According to the BBC's election seat calculator, if repeated on an even swing across the country on May 6, they would produce a hung Parliament with Labour the largest single party with 276 MPs against 246 Tories and 99 Lib Dems.

Such a result - coupled with Mr Clegg's role as "kingmaker" - would be certain to increase the pressure for electoral reform.

Observers will now be keenly watching to see whether the Lib Dems' dramatic surge in support is repeated in later surveys. With a three-point margin for error in most polls, statisticians are always keenly aware that an individual poll may simply represent a freak result, rather than a genuine trend in public opinion.

Today's development will mean the spotlight is very much on Mr Clegg as he continues his election campaign, and particularly when he squares up again with Gordon Brown and David Cameron for next Thursday's debate on Sky News.

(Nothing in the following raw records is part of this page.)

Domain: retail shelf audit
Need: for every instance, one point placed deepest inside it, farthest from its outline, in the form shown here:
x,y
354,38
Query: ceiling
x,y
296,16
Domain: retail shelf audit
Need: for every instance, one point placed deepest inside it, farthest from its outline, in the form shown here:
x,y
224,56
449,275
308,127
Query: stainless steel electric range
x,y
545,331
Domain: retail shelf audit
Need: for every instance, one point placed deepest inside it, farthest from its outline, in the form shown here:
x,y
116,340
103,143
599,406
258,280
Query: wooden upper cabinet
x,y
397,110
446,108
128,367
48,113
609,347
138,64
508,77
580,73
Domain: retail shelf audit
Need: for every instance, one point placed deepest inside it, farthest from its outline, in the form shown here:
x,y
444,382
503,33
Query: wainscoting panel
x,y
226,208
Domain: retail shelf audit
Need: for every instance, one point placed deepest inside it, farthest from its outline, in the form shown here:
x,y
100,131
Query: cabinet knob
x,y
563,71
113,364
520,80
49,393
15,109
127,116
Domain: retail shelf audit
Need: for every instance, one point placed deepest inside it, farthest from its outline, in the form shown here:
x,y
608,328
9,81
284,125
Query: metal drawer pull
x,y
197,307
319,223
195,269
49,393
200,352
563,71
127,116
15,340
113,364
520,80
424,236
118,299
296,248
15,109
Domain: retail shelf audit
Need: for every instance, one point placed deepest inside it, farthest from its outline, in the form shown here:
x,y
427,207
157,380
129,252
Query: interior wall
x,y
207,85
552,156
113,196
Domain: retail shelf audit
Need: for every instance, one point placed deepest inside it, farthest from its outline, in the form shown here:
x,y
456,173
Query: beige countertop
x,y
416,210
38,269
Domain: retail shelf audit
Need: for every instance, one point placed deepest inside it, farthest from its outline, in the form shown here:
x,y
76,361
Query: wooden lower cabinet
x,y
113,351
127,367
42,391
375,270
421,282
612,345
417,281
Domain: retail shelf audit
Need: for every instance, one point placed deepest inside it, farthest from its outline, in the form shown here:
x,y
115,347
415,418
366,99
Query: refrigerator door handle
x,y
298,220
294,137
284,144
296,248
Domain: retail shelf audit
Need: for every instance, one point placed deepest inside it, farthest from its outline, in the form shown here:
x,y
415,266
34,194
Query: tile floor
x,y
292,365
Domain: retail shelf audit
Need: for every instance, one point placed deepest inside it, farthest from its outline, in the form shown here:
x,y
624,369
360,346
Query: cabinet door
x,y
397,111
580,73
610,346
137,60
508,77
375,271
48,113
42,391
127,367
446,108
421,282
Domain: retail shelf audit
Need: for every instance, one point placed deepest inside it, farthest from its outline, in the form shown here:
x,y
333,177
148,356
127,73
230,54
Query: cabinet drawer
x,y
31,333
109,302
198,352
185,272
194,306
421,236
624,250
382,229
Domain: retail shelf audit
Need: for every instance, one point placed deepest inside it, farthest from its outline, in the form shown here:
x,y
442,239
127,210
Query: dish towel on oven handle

Over the past 24 hours, Tories have launched a sustained attack on the Liberal Democrats' "eccentric" policies in a bid to offset the impact of Mr Clegg's TV performance, while Labour responded by underlining how close they were on some key issues with the third party.

Shadow chief treasury secretary Philip Hammond last night said Mr Clegg had successfully presented himself as the "outsider" in the debate, but predicted that voters' enthusiasm for Lib Dems would wane as their policies were put under scrutiny.

The election would not be judged like a "sixth-form debating contest", he said.

Mr Hammond told BBC2's Newsnight: "What people will want to look at now is the Lib Dem policy on areas like crime, immigration, defence, Europe, and when they come to look more closely at what Liberal Democrat policies actually are, they will find they are not quite as Nick Clegg was presenting them."

Labour's Schools Secretary Ed Balls said that previous Lib Dem leaders like Paddy Ashdown and Charles Kennedy had enjoyed a surge in the polls early in an election campaign as they began to receive more media attention than they were used to.

But he said that the key message from the debate was that Mr Cameron had been wrong to think he was heading for certain victory.

"He has been completely exposed," said Mr Balls. "Nick Clegg did well in the debate, Gordon Brown defined the question for the election which is how we secure the recovery, but David Cameron was completely knocked off course."

Mr Balls suggested that while Labour had "some differences" with the Lib Dems on policy, the two parties had more in common with one another than with the Conservatives.

Lib Dem foreign affairs spokesman Ed Davey told Newsnight: "Nick had a very good performance. That's given us a boost, but we know we have got a hard job over the next few weeks to turn that into massive Liberal Democrat success."

* YouGov polled 1,290 adults for The Sun on April 16.